Preheat oven to 350 degrees F. In a 13 x 9 casserole dish, spread 1 can of chili evenly over the bottom of the dish (this keeps the enchiladas moist during baking and from turning hard on the bottom). If you haven’t already done this, take a small skillet with a little hot oil, and soften each tortilla for about 15-20 seconds each (8-10 seconds per side). For really gooey cheese, use slices of velveeta or American along with some shredded cheddar or monterey jack. Place your cheese on the edge and roll up, place seam side down in the casserole dish. Do this for the rest of the enchiladas. Spread some sour cream over the tops of the enchiladas before you spread the next can of chili over them. After you spread the sour cream and chili, place a sheet of foil over them and put them in the oven for about 20 minutes. When the sides start bubbling, remove from oven. Take foil off. Spread some cheese on top (quesadilla cheese – or queso fresco is great for the top) and place them under the broiler for about 2-3 minutes to allow the center to get hot and the cheese to melt.

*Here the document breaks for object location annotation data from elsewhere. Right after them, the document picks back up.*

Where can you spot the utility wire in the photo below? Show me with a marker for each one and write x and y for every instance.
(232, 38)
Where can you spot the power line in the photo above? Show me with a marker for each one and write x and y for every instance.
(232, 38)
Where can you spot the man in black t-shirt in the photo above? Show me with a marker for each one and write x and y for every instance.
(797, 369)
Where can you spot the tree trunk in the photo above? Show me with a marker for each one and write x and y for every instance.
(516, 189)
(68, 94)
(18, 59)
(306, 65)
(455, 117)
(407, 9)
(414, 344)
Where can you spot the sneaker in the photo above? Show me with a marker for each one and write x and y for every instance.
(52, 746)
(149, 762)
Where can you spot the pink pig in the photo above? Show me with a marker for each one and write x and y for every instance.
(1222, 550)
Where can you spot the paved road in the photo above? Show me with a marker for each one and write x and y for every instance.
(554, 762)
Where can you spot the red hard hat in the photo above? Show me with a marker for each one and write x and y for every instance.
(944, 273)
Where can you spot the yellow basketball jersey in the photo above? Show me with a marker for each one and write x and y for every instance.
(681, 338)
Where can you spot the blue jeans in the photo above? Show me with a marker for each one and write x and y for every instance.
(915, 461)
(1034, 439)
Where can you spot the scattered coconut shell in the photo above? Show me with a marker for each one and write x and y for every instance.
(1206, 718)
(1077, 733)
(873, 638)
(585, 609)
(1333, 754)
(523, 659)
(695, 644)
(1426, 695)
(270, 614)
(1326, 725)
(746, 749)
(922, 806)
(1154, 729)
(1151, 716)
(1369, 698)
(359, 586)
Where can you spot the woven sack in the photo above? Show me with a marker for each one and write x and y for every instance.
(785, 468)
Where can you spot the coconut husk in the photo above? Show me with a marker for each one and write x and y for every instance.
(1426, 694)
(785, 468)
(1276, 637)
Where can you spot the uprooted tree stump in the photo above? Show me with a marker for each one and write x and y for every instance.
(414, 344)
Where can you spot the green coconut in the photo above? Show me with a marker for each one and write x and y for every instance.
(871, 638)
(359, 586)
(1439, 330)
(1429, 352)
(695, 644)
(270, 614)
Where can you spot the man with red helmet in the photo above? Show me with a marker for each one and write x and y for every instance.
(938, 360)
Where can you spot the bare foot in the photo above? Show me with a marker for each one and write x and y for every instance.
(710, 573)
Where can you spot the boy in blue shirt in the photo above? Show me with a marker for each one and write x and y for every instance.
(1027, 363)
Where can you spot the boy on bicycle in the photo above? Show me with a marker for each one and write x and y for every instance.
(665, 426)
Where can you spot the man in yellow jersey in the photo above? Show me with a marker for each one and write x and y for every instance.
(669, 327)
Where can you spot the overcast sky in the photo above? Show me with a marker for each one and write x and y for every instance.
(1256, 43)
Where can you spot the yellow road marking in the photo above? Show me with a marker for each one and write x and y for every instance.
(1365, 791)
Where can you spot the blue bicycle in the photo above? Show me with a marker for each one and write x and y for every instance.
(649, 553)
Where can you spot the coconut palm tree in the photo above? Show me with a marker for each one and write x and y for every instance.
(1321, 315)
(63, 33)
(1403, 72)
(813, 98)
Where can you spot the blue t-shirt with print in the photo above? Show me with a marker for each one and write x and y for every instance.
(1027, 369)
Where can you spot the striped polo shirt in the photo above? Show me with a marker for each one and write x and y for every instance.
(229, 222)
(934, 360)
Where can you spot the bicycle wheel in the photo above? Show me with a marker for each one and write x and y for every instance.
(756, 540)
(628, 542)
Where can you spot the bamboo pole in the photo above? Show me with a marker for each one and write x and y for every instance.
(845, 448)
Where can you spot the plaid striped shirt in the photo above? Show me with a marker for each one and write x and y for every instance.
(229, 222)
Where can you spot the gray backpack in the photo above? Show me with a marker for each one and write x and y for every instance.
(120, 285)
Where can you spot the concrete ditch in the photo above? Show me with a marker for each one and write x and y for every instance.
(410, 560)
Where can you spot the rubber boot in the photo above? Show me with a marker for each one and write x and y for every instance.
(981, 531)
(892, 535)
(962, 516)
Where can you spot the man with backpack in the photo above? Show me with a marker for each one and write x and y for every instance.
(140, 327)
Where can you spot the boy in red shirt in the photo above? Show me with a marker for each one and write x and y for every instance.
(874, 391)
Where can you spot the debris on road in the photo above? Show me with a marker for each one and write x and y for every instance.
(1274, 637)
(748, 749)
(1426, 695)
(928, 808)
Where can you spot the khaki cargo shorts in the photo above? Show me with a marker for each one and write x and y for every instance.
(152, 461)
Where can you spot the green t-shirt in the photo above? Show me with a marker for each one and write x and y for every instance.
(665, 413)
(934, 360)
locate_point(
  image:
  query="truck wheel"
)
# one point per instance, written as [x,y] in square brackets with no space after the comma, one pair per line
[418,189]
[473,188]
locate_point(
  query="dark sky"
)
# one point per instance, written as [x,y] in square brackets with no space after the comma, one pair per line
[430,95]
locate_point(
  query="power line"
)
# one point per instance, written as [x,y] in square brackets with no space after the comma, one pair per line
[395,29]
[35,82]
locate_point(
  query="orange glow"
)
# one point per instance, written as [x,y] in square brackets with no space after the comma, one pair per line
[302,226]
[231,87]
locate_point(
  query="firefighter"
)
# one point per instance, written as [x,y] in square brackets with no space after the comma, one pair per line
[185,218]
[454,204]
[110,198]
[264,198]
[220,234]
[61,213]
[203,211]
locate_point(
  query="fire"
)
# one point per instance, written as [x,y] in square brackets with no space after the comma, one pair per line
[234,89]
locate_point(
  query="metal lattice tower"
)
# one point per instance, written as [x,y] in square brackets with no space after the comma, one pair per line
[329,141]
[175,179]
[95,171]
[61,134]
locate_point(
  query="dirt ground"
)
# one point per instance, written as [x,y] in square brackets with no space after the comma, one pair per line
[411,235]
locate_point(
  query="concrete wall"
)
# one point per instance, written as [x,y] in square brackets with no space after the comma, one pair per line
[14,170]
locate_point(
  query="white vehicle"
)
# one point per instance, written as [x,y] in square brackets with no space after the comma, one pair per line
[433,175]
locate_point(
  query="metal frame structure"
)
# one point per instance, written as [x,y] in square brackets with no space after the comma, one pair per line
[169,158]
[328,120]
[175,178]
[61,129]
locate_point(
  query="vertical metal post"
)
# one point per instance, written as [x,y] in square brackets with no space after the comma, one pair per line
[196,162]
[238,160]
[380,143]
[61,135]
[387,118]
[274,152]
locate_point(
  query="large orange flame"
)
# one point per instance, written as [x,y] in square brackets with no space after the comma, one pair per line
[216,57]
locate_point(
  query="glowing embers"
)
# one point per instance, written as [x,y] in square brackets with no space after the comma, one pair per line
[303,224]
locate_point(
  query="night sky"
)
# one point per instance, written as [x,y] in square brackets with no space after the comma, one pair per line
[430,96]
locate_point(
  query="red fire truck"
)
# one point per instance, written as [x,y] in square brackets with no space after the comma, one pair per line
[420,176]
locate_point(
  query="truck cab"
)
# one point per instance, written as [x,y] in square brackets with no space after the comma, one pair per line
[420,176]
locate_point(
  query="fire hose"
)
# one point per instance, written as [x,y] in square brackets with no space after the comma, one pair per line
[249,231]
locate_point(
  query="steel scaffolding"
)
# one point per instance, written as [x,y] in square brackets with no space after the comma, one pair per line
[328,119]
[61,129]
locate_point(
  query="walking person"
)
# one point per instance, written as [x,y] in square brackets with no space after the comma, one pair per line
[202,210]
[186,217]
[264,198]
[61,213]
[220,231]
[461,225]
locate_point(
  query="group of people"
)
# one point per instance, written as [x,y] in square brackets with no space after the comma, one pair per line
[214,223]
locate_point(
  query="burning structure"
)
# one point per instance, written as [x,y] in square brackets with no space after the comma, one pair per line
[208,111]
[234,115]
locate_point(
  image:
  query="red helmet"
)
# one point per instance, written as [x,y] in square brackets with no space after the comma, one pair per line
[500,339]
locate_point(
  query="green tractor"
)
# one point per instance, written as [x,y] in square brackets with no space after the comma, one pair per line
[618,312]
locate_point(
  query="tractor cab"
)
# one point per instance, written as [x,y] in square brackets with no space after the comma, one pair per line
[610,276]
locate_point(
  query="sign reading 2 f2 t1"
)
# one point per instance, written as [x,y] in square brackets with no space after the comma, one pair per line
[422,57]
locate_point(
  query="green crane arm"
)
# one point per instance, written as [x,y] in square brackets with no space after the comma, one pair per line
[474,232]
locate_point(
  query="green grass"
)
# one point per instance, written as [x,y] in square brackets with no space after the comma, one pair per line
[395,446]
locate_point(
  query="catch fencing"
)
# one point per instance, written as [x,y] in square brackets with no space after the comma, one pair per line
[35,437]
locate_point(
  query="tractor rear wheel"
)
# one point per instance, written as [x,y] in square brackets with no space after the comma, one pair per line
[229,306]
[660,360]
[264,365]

This meal can be made with a combination of different cheeses. I usually make it with what I have on hand.

This is a meal that can be made in flat layers and baked in the microwave in individual servings. Just layer 3 soft corn tortillas (softened in hot oil as above) with the cheese, sour cream, and chili and cover them with chili and cheese at the end. Zap them in the microwave until the chili boils and the cheese melts about 3 minutes or so.

Chicken Enchiladas





These are my daughter’s favorite meal. They are so versatile, you can even cook them in the crock pot! Very inexpensive to make and they make great tasting left overs. So let’s get started!

INGREDIENTS

1 - 4 to 5 lb cooked chicken, shredded and/or chopped seasoned with salt, pepper, & garlic
chicken stock or chicken bouillon cubes to make stock
1 can cream of chicken soup
1 cup of milk or heavy cream (2% milk works fine)
1 cups monterey jack cheese shredded (optional)
2 cups mild cheddar cheese shredded
Sour cream
16-18 Corn Tortillas (softened in hot cooking oil for approximately 8 seconds each side)
1 jar or can of Salsa verde (green salsa – roasted tomatillos)

PREPARATION

I bake mine in a 13 x 9 inch glass casserole dish. This will hold about 18 enchiladas if you roll them up tight enough. Prepare your corn tortillas as listed above. I usually make about 4 at a time in the baking dish. Lay out the tortillas. Spoon about 1 Tbs of meat, and a little cheese near one edge of tortilla, then roll tightly and place side by side in dish. Do this until all tortillas are used up. You may have to lay some horizontally after a while. Spread sour cream over the enchiladas. They will not taste right if you leave out this step. In a separate bowl or large measuring cup put 1-2 cups of chicken broth, add 1 cup of milk or heavy cream and add one can cream of chicken soup. Using a whisk, blend this well and pour over the enchiladas. This must cover all the enchiladas. Take a jar of salsa verde and drizzle the green salsa down over the enchiladas. This is another step that should not be left out; however, even though the salsa is not hot, children usually don’t like it, so use your own judgement, sometimes I leave the salsa off of the kids portion. Also, salsa can be added after they are baked for more flavor. After this is done, add the remaining shredded cheese over the top. Cover with foil. Bake this in a 350 degree oven for 25 – 30 minutes. When it starts bubbling, it is done. You may want to remove the foil towards the last 10 minutes, too.

How to Prepare for Crockpot

Follow the steps above, but you layer everything. Start by laying a softened corn tortilla down, add some sourcream, chicken, and cheddar cheese, drizzle with salsa and the soupy mixture. Do this until you run out of tortillas. This will not take long in a crock pot, so you may want to leave it on low, if you work all day.

I hope you enjoy this recipe. I will also post an easy and delicious recipe for cheese enchiladas that have chili over them. You will not believe what the secret ingredient is!